Reading a few verses is a good place to start. But our church gatherings should return to having a dedicated time in our worship service for the public reading of the Word.
This is not just a personal preference, but a command from God. “Until I come, devote yourself to the public reading of Scripture, to exhortation, to teaching” (1 Timothy 4:13).
This practice would also help the pulpit to be synonymous with the Word of God, rather than the preacher. And God’s Word, when read clearly, is sufficient to teach and sanctify us. And so, as we gather, let us read the Word.
- Displaying the Word
Along with praying, singing, giving, preaching, and reading the Word, Jesus instituted two ordinances through which we can worship Him: the Lord’s Supper and baptism.
Taking part in the Lord’s Supper can easily become a ritual to some. Many others end up giving reverence to the elements — the bread and the wine. In many circles, these elements are considered to have a special power to heal or even as a Christian version of prasad (divine food).
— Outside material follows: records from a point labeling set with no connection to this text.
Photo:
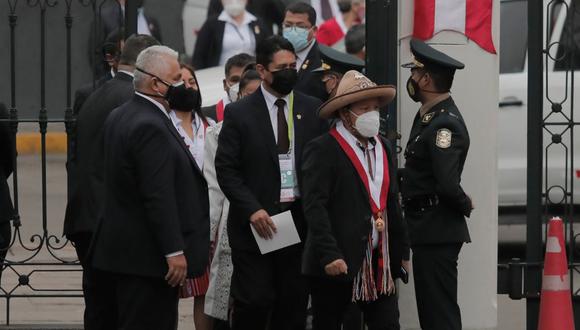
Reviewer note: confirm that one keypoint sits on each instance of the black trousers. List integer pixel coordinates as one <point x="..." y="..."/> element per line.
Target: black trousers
<point x="5" y="238"/>
<point x="332" y="301"/>
<point x="129" y="302"/>
<point x="269" y="291"/>
<point x="435" y="275"/>
<point x="82" y="243"/>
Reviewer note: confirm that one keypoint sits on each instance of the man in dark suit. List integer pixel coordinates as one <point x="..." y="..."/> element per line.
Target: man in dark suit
<point x="154" y="230"/>
<point x="86" y="173"/>
<point x="7" y="161"/>
<point x="112" y="49"/>
<point x="254" y="144"/>
<point x="87" y="195"/>
<point x="111" y="17"/>
<point x="300" y="29"/>
<point x="234" y="69"/>
<point x="357" y="240"/>
<point x="434" y="201"/>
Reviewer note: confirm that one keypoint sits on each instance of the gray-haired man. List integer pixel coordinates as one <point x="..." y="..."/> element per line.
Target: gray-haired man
<point x="155" y="226"/>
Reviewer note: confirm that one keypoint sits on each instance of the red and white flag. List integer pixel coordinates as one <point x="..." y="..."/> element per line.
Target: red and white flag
<point x="470" y="17"/>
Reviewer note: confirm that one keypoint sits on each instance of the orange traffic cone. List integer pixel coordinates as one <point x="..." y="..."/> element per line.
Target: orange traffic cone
<point x="556" y="300"/>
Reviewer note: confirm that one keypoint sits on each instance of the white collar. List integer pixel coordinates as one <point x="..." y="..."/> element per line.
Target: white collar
<point x="196" y="122"/>
<point x="248" y="18"/>
<point x="340" y="22"/>
<point x="127" y="72"/>
<point x="303" y="54"/>
<point x="352" y="140"/>
<point x="271" y="98"/>
<point x="159" y="105"/>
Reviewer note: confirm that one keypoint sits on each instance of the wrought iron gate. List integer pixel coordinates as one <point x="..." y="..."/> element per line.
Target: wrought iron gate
<point x="553" y="40"/>
<point x="36" y="256"/>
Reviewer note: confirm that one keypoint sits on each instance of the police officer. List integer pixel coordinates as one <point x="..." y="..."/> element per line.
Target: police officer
<point x="334" y="65"/>
<point x="434" y="202"/>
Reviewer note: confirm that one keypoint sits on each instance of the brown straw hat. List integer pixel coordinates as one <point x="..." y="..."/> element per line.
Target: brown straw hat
<point x="355" y="87"/>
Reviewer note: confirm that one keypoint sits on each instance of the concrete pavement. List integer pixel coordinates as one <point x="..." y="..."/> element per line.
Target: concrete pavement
<point x="68" y="311"/>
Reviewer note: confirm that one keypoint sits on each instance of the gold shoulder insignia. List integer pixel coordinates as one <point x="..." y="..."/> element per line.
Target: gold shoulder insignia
<point x="443" y="139"/>
<point x="427" y="117"/>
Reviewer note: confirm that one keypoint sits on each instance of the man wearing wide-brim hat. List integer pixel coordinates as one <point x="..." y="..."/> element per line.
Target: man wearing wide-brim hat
<point x="357" y="240"/>
<point x="434" y="202"/>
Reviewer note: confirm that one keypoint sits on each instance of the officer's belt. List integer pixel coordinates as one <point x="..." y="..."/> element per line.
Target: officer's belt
<point x="420" y="203"/>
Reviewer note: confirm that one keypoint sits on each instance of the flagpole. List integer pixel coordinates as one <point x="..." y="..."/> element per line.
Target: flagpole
<point x="381" y="52"/>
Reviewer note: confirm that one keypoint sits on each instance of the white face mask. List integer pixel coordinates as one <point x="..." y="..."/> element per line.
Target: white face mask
<point x="235" y="8"/>
<point x="233" y="92"/>
<point x="368" y="123"/>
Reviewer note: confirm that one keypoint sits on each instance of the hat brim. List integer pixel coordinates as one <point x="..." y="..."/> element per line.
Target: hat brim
<point x="384" y="93"/>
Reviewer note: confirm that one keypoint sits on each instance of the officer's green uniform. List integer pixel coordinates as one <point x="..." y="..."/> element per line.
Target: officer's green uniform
<point x="434" y="202"/>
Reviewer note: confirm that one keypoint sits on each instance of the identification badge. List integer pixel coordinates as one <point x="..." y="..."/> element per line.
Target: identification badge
<point x="287" y="183"/>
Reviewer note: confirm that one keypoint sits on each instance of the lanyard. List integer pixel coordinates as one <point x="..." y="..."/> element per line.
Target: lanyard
<point x="291" y="120"/>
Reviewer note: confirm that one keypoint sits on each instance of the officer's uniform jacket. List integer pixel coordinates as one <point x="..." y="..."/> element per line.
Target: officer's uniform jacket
<point x="434" y="201"/>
In all these, it is Jesus Christ that is forgotten. The whole point of observing the Lord’s Supper is to remember the Lord’s work on our behalf. “And He took bread, and when He had given thanks, He broke it and gave it to them, saying, “This is My body, which is given for you. Do this in remembrance of Me” (Luke 22:19). As we take the elements, we are to remember Jesus Christ, whose body was broken and blood was shed for us — as individuals, and as the church.
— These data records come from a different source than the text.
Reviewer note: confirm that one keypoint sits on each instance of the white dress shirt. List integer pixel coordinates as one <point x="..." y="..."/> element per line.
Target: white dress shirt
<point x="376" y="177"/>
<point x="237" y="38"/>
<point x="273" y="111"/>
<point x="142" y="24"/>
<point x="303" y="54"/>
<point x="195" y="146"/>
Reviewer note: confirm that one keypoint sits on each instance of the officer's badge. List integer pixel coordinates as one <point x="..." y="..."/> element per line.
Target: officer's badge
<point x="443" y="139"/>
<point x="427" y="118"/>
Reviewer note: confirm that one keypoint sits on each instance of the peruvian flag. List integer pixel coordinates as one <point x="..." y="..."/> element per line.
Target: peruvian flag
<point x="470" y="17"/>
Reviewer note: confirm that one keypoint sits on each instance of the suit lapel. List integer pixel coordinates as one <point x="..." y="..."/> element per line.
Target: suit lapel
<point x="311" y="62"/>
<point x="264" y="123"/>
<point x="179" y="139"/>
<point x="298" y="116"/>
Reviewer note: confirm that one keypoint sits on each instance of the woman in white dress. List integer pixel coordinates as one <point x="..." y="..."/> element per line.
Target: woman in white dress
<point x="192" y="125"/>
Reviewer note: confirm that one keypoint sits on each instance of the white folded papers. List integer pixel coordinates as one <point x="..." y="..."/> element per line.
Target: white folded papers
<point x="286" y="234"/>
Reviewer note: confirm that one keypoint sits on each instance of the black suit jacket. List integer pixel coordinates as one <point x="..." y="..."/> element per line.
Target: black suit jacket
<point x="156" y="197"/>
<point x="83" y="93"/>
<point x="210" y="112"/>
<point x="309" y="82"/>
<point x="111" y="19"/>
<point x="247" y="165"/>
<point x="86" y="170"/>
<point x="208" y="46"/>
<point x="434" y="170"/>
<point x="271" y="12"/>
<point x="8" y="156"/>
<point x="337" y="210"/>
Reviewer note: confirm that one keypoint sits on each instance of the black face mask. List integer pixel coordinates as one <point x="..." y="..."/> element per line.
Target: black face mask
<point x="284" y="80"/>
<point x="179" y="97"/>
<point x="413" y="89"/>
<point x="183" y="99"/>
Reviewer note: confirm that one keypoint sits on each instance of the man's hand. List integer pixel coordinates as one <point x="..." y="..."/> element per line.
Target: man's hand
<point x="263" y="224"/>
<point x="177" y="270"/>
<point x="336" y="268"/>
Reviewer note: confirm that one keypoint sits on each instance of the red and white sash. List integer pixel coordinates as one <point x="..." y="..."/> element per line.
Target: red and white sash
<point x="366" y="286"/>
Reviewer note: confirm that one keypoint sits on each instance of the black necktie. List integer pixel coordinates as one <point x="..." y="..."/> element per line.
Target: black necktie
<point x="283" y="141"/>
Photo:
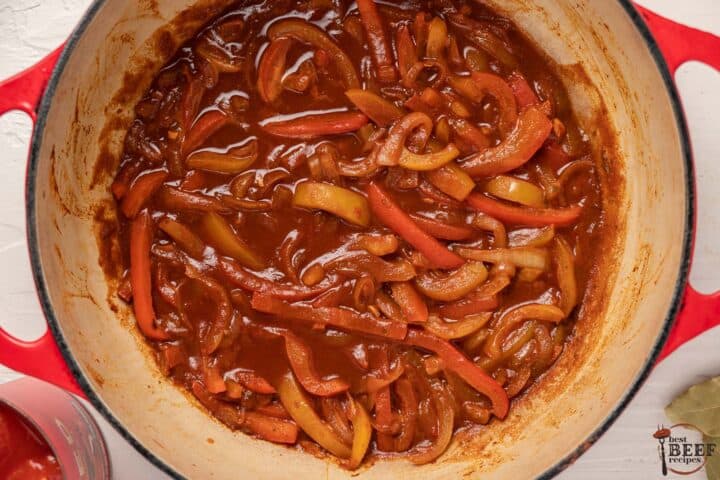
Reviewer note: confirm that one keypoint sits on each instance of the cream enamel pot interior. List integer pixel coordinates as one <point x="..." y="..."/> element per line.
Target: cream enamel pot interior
<point x="109" y="62"/>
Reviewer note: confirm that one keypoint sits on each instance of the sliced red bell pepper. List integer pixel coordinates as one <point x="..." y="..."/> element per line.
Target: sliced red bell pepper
<point x="301" y="361"/>
<point x="140" y="192"/>
<point x="528" y="216"/>
<point x="455" y="361"/>
<point x="407" y="56"/>
<point x="316" y="125"/>
<point x="391" y="215"/>
<point x="529" y="134"/>
<point x="380" y="48"/>
<point x="524" y="94"/>
<point x="140" y="239"/>
<point x="307" y="32"/>
<point x="271" y="69"/>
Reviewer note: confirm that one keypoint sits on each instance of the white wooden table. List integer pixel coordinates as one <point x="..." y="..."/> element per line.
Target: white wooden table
<point x="32" y="28"/>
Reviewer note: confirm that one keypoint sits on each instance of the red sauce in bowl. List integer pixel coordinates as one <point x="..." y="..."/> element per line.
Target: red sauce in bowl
<point x="24" y="454"/>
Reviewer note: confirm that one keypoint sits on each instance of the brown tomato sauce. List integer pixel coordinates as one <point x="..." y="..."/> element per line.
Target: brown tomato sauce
<point x="361" y="226"/>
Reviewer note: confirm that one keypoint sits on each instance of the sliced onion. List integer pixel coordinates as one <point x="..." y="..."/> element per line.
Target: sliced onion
<point x="445" y="425"/>
<point x="512" y="319"/>
<point x="490" y="224"/>
<point x="531" y="237"/>
<point x="515" y="190"/>
<point x="457" y="329"/>
<point x="391" y="151"/>
<point x="523" y="257"/>
<point x="428" y="161"/>
<point x="300" y="409"/>
<point x="454" y="285"/>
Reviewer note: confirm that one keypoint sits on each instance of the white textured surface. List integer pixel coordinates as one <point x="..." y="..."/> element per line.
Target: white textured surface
<point x="32" y="28"/>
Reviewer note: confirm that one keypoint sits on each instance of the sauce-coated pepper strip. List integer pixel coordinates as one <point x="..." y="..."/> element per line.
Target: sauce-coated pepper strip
<point x="337" y="317"/>
<point x="140" y="192"/>
<point x="531" y="217"/>
<point x="202" y="129"/>
<point x="339" y="201"/>
<point x="178" y="200"/>
<point x="301" y="361"/>
<point x="307" y="32"/>
<point x="442" y="230"/>
<point x="383" y="404"/>
<point x="299" y="408"/>
<point x="455" y="361"/>
<point x="529" y="134"/>
<point x="377" y="41"/>
<point x="140" y="239"/>
<point x="247" y="281"/>
<point x="271" y="69"/>
<point x="362" y="433"/>
<point x="219" y="234"/>
<point x="316" y="125"/>
<point x="455" y="284"/>
<point x="374" y="106"/>
<point x="451" y="180"/>
<point x="428" y="161"/>
<point x="391" y="215"/>
<point x="406" y="53"/>
<point x="470" y="305"/>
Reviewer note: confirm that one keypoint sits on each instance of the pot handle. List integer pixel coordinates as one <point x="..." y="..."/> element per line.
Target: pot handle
<point x="39" y="358"/>
<point x="679" y="44"/>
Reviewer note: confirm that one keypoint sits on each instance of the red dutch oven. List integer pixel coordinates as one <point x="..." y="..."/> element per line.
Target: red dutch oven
<point x="81" y="98"/>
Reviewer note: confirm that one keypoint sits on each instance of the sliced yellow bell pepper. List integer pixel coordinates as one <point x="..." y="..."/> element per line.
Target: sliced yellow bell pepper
<point x="339" y="201"/>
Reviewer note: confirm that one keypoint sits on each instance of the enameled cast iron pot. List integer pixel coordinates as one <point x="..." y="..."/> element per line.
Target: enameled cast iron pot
<point x="92" y="348"/>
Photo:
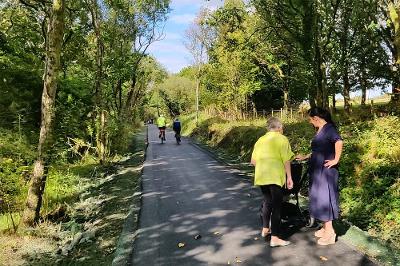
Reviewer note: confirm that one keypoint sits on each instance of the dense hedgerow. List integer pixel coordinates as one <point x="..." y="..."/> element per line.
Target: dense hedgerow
<point x="369" y="168"/>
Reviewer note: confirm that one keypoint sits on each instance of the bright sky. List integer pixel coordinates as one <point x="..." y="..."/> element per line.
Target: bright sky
<point x="170" y="51"/>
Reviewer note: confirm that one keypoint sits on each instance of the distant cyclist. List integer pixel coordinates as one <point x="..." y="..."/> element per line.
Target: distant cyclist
<point x="161" y="123"/>
<point x="177" y="128"/>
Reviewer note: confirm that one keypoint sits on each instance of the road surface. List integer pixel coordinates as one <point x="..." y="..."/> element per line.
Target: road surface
<point x="187" y="193"/>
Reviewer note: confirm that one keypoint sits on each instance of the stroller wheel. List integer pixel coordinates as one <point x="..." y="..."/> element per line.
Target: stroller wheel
<point x="310" y="221"/>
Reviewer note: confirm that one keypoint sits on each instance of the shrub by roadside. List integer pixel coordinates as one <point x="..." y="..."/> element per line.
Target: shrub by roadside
<point x="88" y="232"/>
Baptism is also something in which a church is meant to participate together. In many churches, the baptism of a new believer is considered an optional event, and certainly not as part of a worship service. This is because baptism is often viewed as being a significant event only in the life of the new believer.
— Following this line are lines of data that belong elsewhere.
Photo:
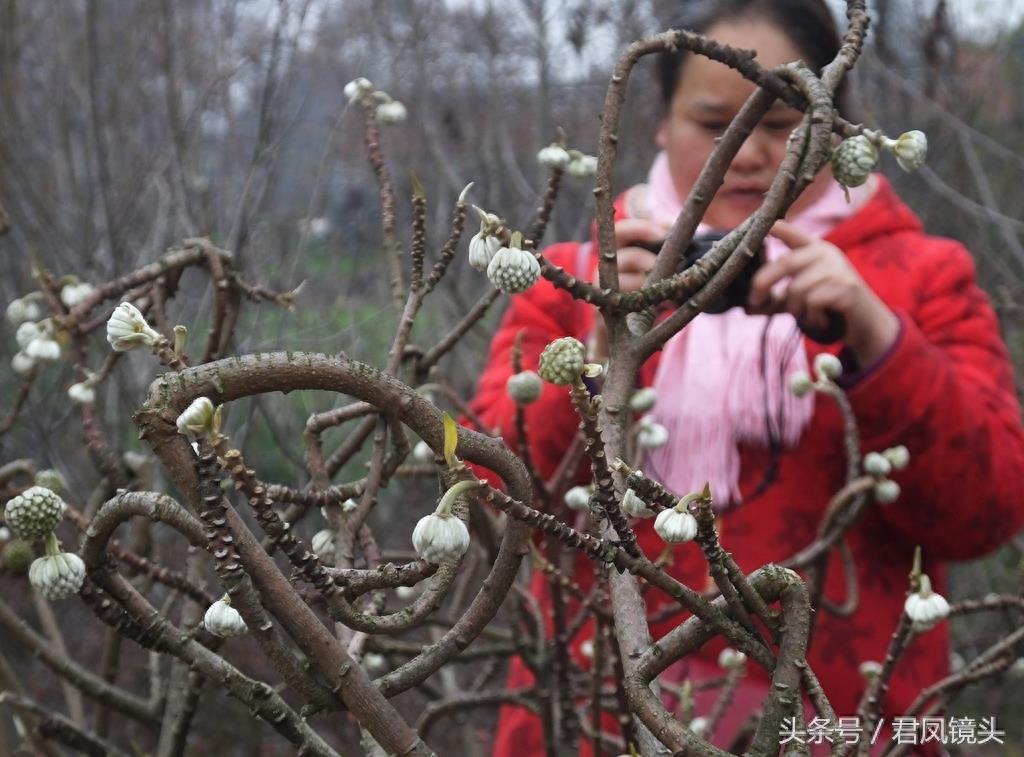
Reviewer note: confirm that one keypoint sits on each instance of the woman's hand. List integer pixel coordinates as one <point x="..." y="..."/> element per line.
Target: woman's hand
<point x="821" y="280"/>
<point x="634" y="264"/>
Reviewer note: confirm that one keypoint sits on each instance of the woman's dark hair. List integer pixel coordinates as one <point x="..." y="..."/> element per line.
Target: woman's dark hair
<point x="809" y="24"/>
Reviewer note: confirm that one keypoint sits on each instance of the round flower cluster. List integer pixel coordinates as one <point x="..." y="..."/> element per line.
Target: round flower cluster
<point x="562" y="361"/>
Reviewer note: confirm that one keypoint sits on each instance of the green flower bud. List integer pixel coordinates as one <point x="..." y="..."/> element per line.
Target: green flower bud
<point x="562" y="361"/>
<point x="34" y="513"/>
<point x="854" y="160"/>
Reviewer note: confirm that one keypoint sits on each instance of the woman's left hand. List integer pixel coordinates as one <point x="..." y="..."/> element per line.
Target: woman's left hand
<point x="821" y="280"/>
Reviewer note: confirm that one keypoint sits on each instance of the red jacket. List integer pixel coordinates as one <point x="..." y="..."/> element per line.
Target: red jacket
<point x="945" y="390"/>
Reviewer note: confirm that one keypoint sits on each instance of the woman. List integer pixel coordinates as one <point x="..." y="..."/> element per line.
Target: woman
<point x="924" y="367"/>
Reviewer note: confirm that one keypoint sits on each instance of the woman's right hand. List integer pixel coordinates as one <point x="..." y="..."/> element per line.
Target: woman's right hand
<point x="634" y="264"/>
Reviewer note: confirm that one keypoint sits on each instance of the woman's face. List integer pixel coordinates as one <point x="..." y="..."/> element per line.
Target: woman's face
<point x="707" y="98"/>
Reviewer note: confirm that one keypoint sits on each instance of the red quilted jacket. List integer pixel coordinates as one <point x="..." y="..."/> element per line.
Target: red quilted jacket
<point x="945" y="390"/>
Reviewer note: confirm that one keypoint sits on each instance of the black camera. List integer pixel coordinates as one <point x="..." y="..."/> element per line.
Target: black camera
<point x="738" y="292"/>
However, the New Testament teaches that Christians are baptised into the church (Acts 2:41), thus making it an ordinance for the church to celebrate. There is much joy in rejoicing with a new believer and, at the same time, remembering God’s supernatural salvific work in our own lives.
As we see a fellow brother or sister in the Lord being baptised, we remember that we have eternal life because Jesus died and rose again (Romans 6:3-4). And so, as we gather, let us practise the ordinances that display the Word.
The true preacher opens up the Bible, explains it in context, and exalts Jesus Christ
Shaped by God’s passion
The temptation to worship God in ways He has not commanded is not new. Just like with the Israelites, we are tempted by the trends in the world around us.
Many modern churches rely on gimmicks such as dimmed or disco lighting, skits or plays, loud music, and art to attract people to their “worship service”. Back in the day, whenever Israel gave into the trend around them, they fell into idolatry.
We would be wise to heed to God’s warning for them: “Take care that you be not ensnared to follow them, after they have been destroyed before you, and that you do not inquire about their gods, saying, ‘How did these nations serve their gods?—that I also may do the same” (Deuteronomy 12:30).
Our churches need to be shaped by God’s passion — not only for our worship but also for the manner of our worship. And praise God that He has also revealed the manner of worship in Scripture.
Biblical worship is Word-centered. And it is rightly done when we pray the Word, sing the Word, give for the ministry of the Word, preach the Word, read the Word, and display the Word (in the ordinances).
These elements are the essentials of biblical worship, necessary for the health and holiness of the church. And so, let us draw near to God together, and be blessed by God drawing near to us.